Learning Cell-Aware Hierarchical Multi-Modal Representations for Robust Molecular Modeling¶

Conference: AAAI 2026 arXiv: 2511.21120 Code: https://github.com/limengran98/CHMR Area: Medical Imaging / Multi-Modal Learning Keywords: Molecular property prediction, cell-aware representation, hierarchical vector quantization, missing modality, multi-modal fusion

TL;DR¶

This paper proposes the CHMR framework, which addresses missing biological modalities via structure-aware propagation, and introduces Tree-VQ to model hierarchical dependencies among molecules, cells, and genes. Evaluated on 728 tasks across 9 benchmarks, CHMR achieves a 3.6% improvement in classification and 17.2% in regression, enabling robust cell-aware molecular representation learning.

Background & Motivation¶

Background: Molecular property prediction (activity, toxicity, side effects, etc.) is a core task in drug discovery. Deep learning methods have advanced rapidly, falling into two main categories: (1) unimodal methods that exploit intrinsic molecular features (atomic attributes, chemical bonds, 3D structures); and (2) multi-modal methods that combine molecular structure with external biological responses (cell morphology, gene expression) to capture signaling cascade effects at the cellular level.

Limitations of Prior Work: (1) Pervasive modality incompleteness — molecular structure data are typically complete, but associated cell phenotype or gene expression data are frequently missing due to experimental constraints and cost limitations (over 90% of molecules lack some biological modality), with distinct missing patterns across molecules (some lack morphological data, others lack transcriptomic data); (2) Insufficient hierarchical dependency modeling — molecular perturbations trigger cascade reactions across biological levels (chemical structure → cellular processes → gene expression), yet existing methods perform instance-level alignment in flat latent spaces, failing to capture multi-hop semantic relationships and cross-level dependencies.

Key Challenge: Missing biological modalities cause distribution shift and modality imbalance, making naive imputation (zero vectors, mean values) ineffective.
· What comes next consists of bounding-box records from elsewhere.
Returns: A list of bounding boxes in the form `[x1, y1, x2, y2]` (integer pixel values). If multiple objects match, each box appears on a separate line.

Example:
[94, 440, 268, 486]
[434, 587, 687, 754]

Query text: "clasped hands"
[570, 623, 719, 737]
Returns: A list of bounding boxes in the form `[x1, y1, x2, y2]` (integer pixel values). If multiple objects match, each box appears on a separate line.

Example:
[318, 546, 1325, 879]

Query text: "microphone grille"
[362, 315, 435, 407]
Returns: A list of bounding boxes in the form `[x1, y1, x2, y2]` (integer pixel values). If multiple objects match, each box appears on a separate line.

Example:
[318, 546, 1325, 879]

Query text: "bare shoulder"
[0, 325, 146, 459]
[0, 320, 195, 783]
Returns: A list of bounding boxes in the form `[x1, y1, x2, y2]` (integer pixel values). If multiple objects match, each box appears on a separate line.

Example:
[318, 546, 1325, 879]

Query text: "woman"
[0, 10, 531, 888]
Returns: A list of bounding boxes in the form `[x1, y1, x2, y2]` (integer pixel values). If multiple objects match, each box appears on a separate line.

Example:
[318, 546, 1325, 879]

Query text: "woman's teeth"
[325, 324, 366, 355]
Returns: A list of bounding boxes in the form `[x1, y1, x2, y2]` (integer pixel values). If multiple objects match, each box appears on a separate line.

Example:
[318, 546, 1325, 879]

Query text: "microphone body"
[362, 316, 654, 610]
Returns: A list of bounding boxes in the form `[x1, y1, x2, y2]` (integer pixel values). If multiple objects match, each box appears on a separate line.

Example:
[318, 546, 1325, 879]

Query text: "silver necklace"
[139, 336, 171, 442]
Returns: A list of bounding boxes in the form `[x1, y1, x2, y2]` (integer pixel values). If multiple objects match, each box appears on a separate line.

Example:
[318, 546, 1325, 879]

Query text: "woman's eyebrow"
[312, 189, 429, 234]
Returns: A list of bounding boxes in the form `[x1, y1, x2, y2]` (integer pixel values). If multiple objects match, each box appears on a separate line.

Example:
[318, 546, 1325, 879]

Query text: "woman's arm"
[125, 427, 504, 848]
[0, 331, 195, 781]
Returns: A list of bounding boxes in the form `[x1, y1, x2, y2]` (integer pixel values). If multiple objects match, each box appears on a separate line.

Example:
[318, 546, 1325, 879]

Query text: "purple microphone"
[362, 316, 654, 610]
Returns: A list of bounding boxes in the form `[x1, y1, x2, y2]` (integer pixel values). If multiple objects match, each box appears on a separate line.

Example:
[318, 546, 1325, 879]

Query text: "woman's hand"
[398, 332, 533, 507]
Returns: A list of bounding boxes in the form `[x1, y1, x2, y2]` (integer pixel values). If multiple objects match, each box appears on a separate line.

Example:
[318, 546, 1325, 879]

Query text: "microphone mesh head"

Meanwhile, flat alignment discards hierarchical structural information, limiting the ability to model cross-scale biological mechanisms.

Goal: (1) How to robustly learn molecular representations under severe modality missingness? (2) How to explicitly model hierarchical dependencies among molecules, cells, and genes?

Key Insight: The authors observe that structurally similar molecules exhibit similar biological responses, motivating graph propagation for missing modality enhancement. Additionally, biological responses naturally follow a hierarchical structure from molecule → cell → gene, which can be explicitly encoded via a tree structure.

Core Idea: Structure-aware graph propagation is used to impute missing biological modalities, while Tree-VQ encodes cross-scale hierarchical semantics, achieving robust molecular representation learning under missing modality conditions.

Method¶

Overall Architecture¶

CHMR consists of four core modules: (1) Modality Augmentation (MA) — iterative propagation over a molecular structural similarity graph to impute missing biological modalities; (2) Semantic Consistency Alignment (SCA) — aligning representations of molecular and cellular modalities at both sample and distribution levels; (3) Tree-based Vector Quantization (Tree-VQ) — capturing hierarchical semantic dependencies across modalities via a shared binary tree; (4) Contextual Propagation Reconstruction (CPR) — cross-modal contextual supervision via random walks on a biological prior knowledge graph. All four modules are jointly optimized.

Key Designs¶

Modality Augmentation and Semantic Consistency Alignment (MA + SCA):
- Function: Generate plausible pseudo-features for missing external biological modalities and ensure semantic consistency between augmented and original features.
- Mechanism: MA: A molecular similarity matrix \(\mathbf{W}\) is constructed, retaining top-K neighbors per molecule, with iterative propagation over missing modalities \(\mathbf{x}_i^{c,(T)} = \sum_{j \in \mathcal{N}_K(v_i)} \mathbf{W}_{ij} \mathbf{x}_j^{c,(T-1)}\) (observed modalities remain unchanged). SCA: Two-level alignment — at the sample level, an InfoNCE contrastive loss \(\mathcal{L}_{IA}\) aligns molecular anchor features with cell features; at the distribution level, a VICReg loss \(\mathcal{L}_{DA}\) ensures augmented features do not deviate from the original distribution.
- Design Motivation: Naive zero or random imputation leads to 5.3% and 4.5% performance degradation, respectively, whereas neighbor-based propagation leverages the prior that structural similarity implies similar biological responses. Variance and covariance regularization in VICReg effectively prevents distribution shift in augmented features.
Tree-based Vector Quantization (Tree-VQ):
- Function: Map multi-modal features onto a shared binary tree, using tree levels to encode biological hierarchy (shallow levels correspond to molecular fingerprints; deeper levels to cell phenotypes and gene expression).
- Mechanism: A binary tree \(\mathcal{T} = \bigcup_{h=1}^{H} \mathcal{E}^h\) of depth \(H\) is constructed, with \(2^h\) node embeddings per level. For the projected feature \(\mathbf{p}^{\xi}\) of each modality, routing proceeds from the root, selecting the nearest child at each level via cosine distance \(j^{*\xi,h} = \arg\min_j \tilde{\delta}_j^{\xi,h}\). Routing is constrained to the two children of the parent node. A symmetric VQ loss \(\mathcal{A}(\mathbf{p}^\xi, \mathbf{q}^{\xi,h}) = 1 - \cos(sg[\mathbf{q}^{\xi,h}], \mathbf{p}^\xi) + \eta(1 - \cos(\mathbf{q}^{\xi,h}, sg[\mathbf{p}^\xi]))\) is used for bidirectional alignment.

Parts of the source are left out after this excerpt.